2020
Cairn
Pierre Moor, « De l’épistémologie de la théorie du droit », Revue interdisciplinaire d'études juridiques, ID : 10670/1.rztzka
On ne peut aborder la théorie du droit sans répondre préalablement à deux questions : que veut-on entendre par « droit », puis, en fonction de la compréhension qu’on en a, quels sont les instruments théoriques adéquats pour son analyse. Sur la première question, on comprendra le phénomène juridique dans la réalité de son fonctionnement : c’est-à-dire un système composé d’un ensemble de textes, dont les plus importants sont normatifs, textes qui sont produits par un ensemble d’acteurs – les juristes –, ou avec lesquels ceux-ci travaillent. C’est le fonctionnement de ce système complexe que la théorie du droit doit expliciter. La réponse à la seconde question – les instruments théoriques adéquats – découlent de cette analyse.
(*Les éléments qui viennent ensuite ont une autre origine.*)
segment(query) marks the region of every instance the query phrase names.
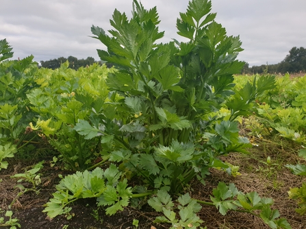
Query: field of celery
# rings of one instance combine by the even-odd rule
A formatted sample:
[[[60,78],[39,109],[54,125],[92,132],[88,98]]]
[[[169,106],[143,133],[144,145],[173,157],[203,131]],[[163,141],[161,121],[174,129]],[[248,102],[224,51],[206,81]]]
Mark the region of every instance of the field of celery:
[[[98,124],[92,127],[88,125],[89,122],[80,120],[90,120],[90,123],[94,124],[97,122],[94,115],[114,115],[115,111],[110,105],[105,79],[107,74],[116,70],[94,65],[75,71],[68,68],[68,63],[64,63],[60,68],[52,70],[38,69],[36,64],[30,63],[27,59],[1,63],[1,67],[10,72],[1,77],[1,82],[6,87],[1,87],[3,97],[0,106],[1,177],[3,193],[1,208],[3,215],[5,211],[12,211],[14,215],[20,219],[21,225],[26,224],[26,220],[23,222],[23,217],[26,219],[25,212],[31,207],[34,200],[41,198],[33,207],[40,211],[43,210],[46,200],[51,198],[51,193],[46,195],[46,190],[55,191],[55,185],[59,182],[58,174],[62,177],[73,171],[105,167],[109,165],[110,157],[114,157],[107,154],[110,150],[105,143],[107,142],[108,137],[115,136],[97,134],[99,130],[105,131],[106,127],[99,126]],[[252,84],[255,79],[258,81],[261,77],[266,76],[235,76],[234,91],[241,91],[248,82]],[[303,189],[305,187],[303,176],[306,174],[306,152],[303,149],[306,126],[306,107],[303,102],[306,96],[305,81],[306,76],[277,77],[273,89],[256,96],[249,107],[251,114],[247,118],[242,116],[236,118],[240,135],[247,138],[253,147],[246,150],[248,152],[222,156],[221,160],[230,165],[229,168],[210,169],[205,185],[192,181],[188,188],[192,196],[207,200],[211,195],[209,191],[216,187],[216,181],[232,183],[244,192],[255,191],[262,196],[273,197],[277,203],[273,206],[280,210],[281,215],[287,216],[292,225],[295,224],[294,228],[303,228],[298,225],[303,225],[303,215],[305,209],[303,202],[305,198]],[[119,95],[111,96],[117,96],[120,100]],[[99,114],[102,107],[105,107],[107,111]],[[141,113],[136,113],[135,116],[141,116]],[[224,106],[216,113],[208,113],[207,117],[216,116],[227,120],[230,117],[230,110]],[[96,128],[96,132],[92,134],[97,135],[97,139],[90,138],[90,133],[85,133],[86,128],[77,131],[75,126],[78,126],[78,123],[79,125],[82,123],[86,128]],[[120,154],[116,152],[116,157]],[[120,163],[118,165],[120,167]],[[130,174],[127,171],[120,176],[129,177]],[[203,191],[203,189],[206,190]],[[105,215],[103,208],[95,206],[94,202],[90,202],[90,206],[82,202],[77,202],[76,206],[88,208],[90,213],[87,217],[91,219],[87,220],[94,221],[96,226],[105,225],[106,223],[103,224],[103,219],[111,217]],[[76,206],[71,206],[73,210],[69,214],[72,219],[65,219],[66,225],[73,225],[75,217],[73,215],[76,214],[73,208],[77,211]],[[128,206],[127,209],[134,213],[132,219],[127,219],[129,224],[140,217],[140,223],[144,225],[148,224],[148,220],[149,224],[155,225],[152,216],[147,216],[146,221],[141,217],[146,211],[140,213],[140,210],[130,208]],[[101,219],[99,219],[99,211]],[[207,215],[205,211],[200,215]],[[210,220],[207,219],[216,217],[217,212],[210,212],[201,219],[209,222]],[[231,215],[221,217],[220,220],[210,222],[211,225],[215,225],[211,228],[220,228],[224,224],[225,228],[236,228],[237,224],[246,220],[245,213],[238,214],[242,214],[239,216],[241,219]],[[116,215],[118,214],[113,217]],[[67,215],[66,219],[66,217]],[[231,220],[235,222],[231,222]],[[248,220],[250,224],[245,226],[251,228],[260,225],[264,228],[260,220]],[[40,221],[46,225],[49,224],[49,220]],[[112,219],[107,224],[112,225]],[[57,222],[56,225],[59,226],[60,223]]]
[[[166,44],[133,6],[91,28],[112,68],[39,68],[0,40],[0,226],[306,228],[306,76],[238,75],[211,1]]]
Ils seront puisés d’une part dans la sémiologie, dans la mesure où le droit est impensable sans que soit prise en compte sa dimension textuelle, donc langagière : définir le statut sémiotique des signes formant les textes normatifs est donc indispensable à la compréhension du rapport qu’entretiennent les normes avec les choses qu’elles visent. D’autre part, la théorie contemporaine des systèmes permet d’appréhender le tissu des relations internes entre les acteurs du droit, tissu différencié qui lui confère son identité autoréférentielle, et de mettre en lumière les modalités de sa relation avec son environnement social. Le point de vue, en résumé, peut être dit externe, puisqu’il n’utilise pas des concepts juridiques, mais, au contraire, en fait son objet d’analyse ; et la théorie du droit, n’étant pas une discipline juridique, est un élément de la sociologie du droit.